“The street closing of vehicular traffic has been the nail in my coffin. The Council had good intentions, but the closing of the street to vehicular traffic was ill conceived and poorly executed. It’s transformed a vibrant street for retail into a glorified dog walk,” said Rob Sevigny, owner of The Paper Patch, 21 Exchange Street, earlier today of his decision to close the 51 year old business – probably the oldest business in the Old Port of Portland.
Sevigny, the fourth owner of the iconic business, said he does not have a definitive closing date, but he is aiming for the end of September.
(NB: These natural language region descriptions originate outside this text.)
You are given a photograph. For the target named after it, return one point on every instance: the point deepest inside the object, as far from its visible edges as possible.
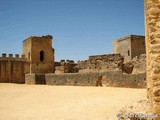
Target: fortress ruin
(37, 65)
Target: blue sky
(80, 28)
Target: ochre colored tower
(40, 54)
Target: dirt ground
(42, 102)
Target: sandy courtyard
(42, 102)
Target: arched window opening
(42, 56)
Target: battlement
(129, 36)
(17, 57)
(39, 37)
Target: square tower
(130, 46)
(40, 54)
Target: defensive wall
(109, 78)
(13, 69)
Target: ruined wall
(13, 69)
(138, 46)
(40, 53)
(67, 66)
(152, 31)
(123, 46)
(110, 78)
(139, 64)
(130, 46)
(105, 62)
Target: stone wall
(106, 62)
(130, 46)
(39, 52)
(110, 78)
(152, 31)
(67, 66)
(139, 64)
(13, 69)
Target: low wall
(111, 79)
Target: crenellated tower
(40, 54)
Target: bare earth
(42, 102)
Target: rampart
(13, 69)
(106, 62)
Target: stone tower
(39, 53)
(130, 46)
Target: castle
(125, 67)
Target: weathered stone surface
(110, 78)
(39, 52)
(13, 69)
(152, 17)
(127, 68)
(67, 66)
(106, 62)
(130, 46)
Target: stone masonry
(106, 62)
(40, 54)
(130, 46)
(152, 31)
(13, 69)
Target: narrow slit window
(41, 56)
(128, 53)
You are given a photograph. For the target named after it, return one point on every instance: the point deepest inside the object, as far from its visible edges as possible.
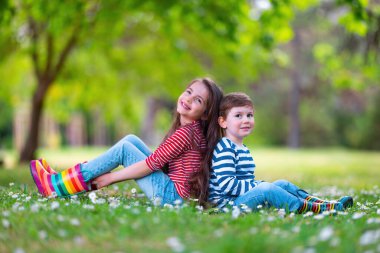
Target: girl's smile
(192, 103)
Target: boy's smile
(238, 124)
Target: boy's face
(238, 124)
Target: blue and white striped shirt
(232, 172)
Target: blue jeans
(157, 186)
(279, 194)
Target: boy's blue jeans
(279, 194)
(157, 186)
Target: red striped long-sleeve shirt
(182, 151)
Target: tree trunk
(31, 143)
(294, 124)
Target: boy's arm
(134, 171)
(225, 172)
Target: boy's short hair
(234, 99)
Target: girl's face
(238, 124)
(192, 103)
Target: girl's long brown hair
(200, 180)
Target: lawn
(119, 219)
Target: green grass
(129, 223)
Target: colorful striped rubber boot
(319, 207)
(346, 201)
(65, 183)
(46, 166)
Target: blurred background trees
(88, 72)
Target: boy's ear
(222, 122)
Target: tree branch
(34, 33)
(65, 52)
(49, 53)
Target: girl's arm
(134, 171)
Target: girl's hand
(102, 181)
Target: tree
(52, 30)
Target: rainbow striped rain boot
(347, 201)
(319, 207)
(46, 166)
(65, 183)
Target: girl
(232, 177)
(182, 151)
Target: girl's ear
(204, 116)
(222, 123)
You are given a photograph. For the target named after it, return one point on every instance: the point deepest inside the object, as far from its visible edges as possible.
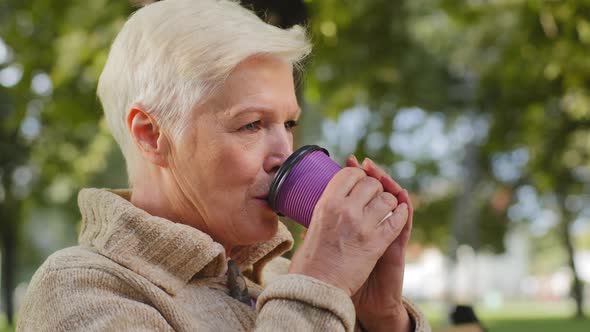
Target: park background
(481, 108)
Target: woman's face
(231, 151)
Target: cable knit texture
(136, 272)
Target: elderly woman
(199, 95)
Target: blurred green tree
(518, 67)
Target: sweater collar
(166, 253)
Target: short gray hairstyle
(172, 55)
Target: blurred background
(481, 108)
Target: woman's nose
(280, 149)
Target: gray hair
(172, 55)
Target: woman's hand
(378, 302)
(346, 238)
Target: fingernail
(365, 162)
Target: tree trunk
(577, 291)
(7, 215)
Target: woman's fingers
(395, 224)
(344, 181)
(365, 190)
(375, 171)
(351, 161)
(379, 206)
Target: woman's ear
(146, 134)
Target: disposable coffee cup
(300, 181)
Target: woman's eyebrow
(234, 112)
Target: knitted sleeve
(297, 302)
(65, 300)
(305, 302)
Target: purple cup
(300, 181)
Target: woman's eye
(291, 124)
(252, 126)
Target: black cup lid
(286, 169)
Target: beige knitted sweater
(136, 272)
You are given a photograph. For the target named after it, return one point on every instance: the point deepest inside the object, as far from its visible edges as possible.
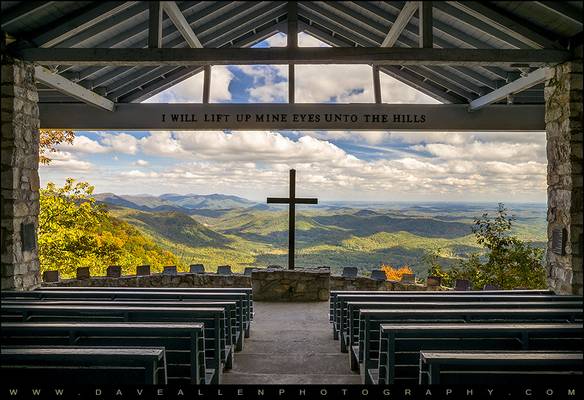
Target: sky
(331, 165)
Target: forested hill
(220, 229)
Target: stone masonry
(20, 178)
(563, 97)
(268, 285)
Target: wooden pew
(144, 296)
(400, 344)
(234, 318)
(216, 335)
(246, 290)
(500, 367)
(350, 334)
(370, 321)
(407, 293)
(184, 342)
(83, 365)
(342, 299)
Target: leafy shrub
(395, 274)
(507, 262)
(76, 231)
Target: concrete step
(290, 379)
(292, 363)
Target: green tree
(76, 231)
(506, 262)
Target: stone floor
(291, 343)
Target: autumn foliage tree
(506, 261)
(395, 274)
(76, 231)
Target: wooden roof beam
(304, 55)
(403, 18)
(534, 78)
(155, 24)
(72, 89)
(78, 23)
(506, 23)
(179, 20)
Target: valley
(219, 229)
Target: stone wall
(363, 283)
(268, 285)
(20, 178)
(563, 96)
(161, 280)
(285, 285)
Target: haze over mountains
(223, 229)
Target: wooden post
(292, 220)
(376, 84)
(292, 43)
(206, 84)
(155, 25)
(425, 24)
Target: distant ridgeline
(270, 284)
(219, 229)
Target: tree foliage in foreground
(507, 262)
(395, 274)
(76, 231)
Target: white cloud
(254, 164)
(83, 144)
(191, 89)
(120, 142)
(277, 40)
(66, 161)
(306, 40)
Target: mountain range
(223, 229)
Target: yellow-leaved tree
(76, 231)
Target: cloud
(256, 163)
(270, 82)
(120, 142)
(191, 89)
(83, 144)
(66, 161)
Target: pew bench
(500, 367)
(218, 352)
(140, 296)
(351, 327)
(400, 344)
(83, 365)
(341, 317)
(234, 322)
(360, 356)
(335, 293)
(184, 343)
(246, 290)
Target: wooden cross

In the meantime, he is clearing out his inventory with an immediate sale of his current stock. All seasonal items and paper napkins are 40% off. Bags, ribbons and wrapping paper are 25% off the regular price. “Business closing” signs will be in the windows tomorrow, Friday, July 17, 2020.
Twenty-one Exchange Street is the third location for this card and stationery business. The first location was at 13 Exchange Street; the second location was at 17 Exchange Street and this business has been at 21 Exchange Street for the past eight years.
Sevigny left the 17 Exchange Street address because of a series of never ending leaks coming from the apartments above. “Water leaks are hard on paper products,” said Sevigny grinning. His landlord was Joe Soley. He has nothing but high praise for his current landlord with whom he still has a significant lease.
I’m devastated of course by this decision because I’ve been here for 20 years,” he said. “But I’m fortunate that I’m old because I can get social security. But I’ve never experienced anything like this in terms of sales. There is no foot traffic here.”
Sevigny said he plans on focusing on the wholesale distribution of note cards under the name: Lighthouse Letterpress. The company already has accounts on Cape Cod and in the Boston area. The company has over 100 designs for the product line – known for its simplicity of design and elegance. Part of the success of The Paper Patch to date has been that he sold cards and other products from small and independent companies. “I sold no mass marketing paper products that will be found in grocery and drug stores.”
Dean Cole, owner of D. Cole Jewelers for over forty years, said today: “We are old timers here. It is so sad to see a long-time business closing. We are doing the best we can. It’s a trickle down economy. If restaurants do well, it helps everyone.”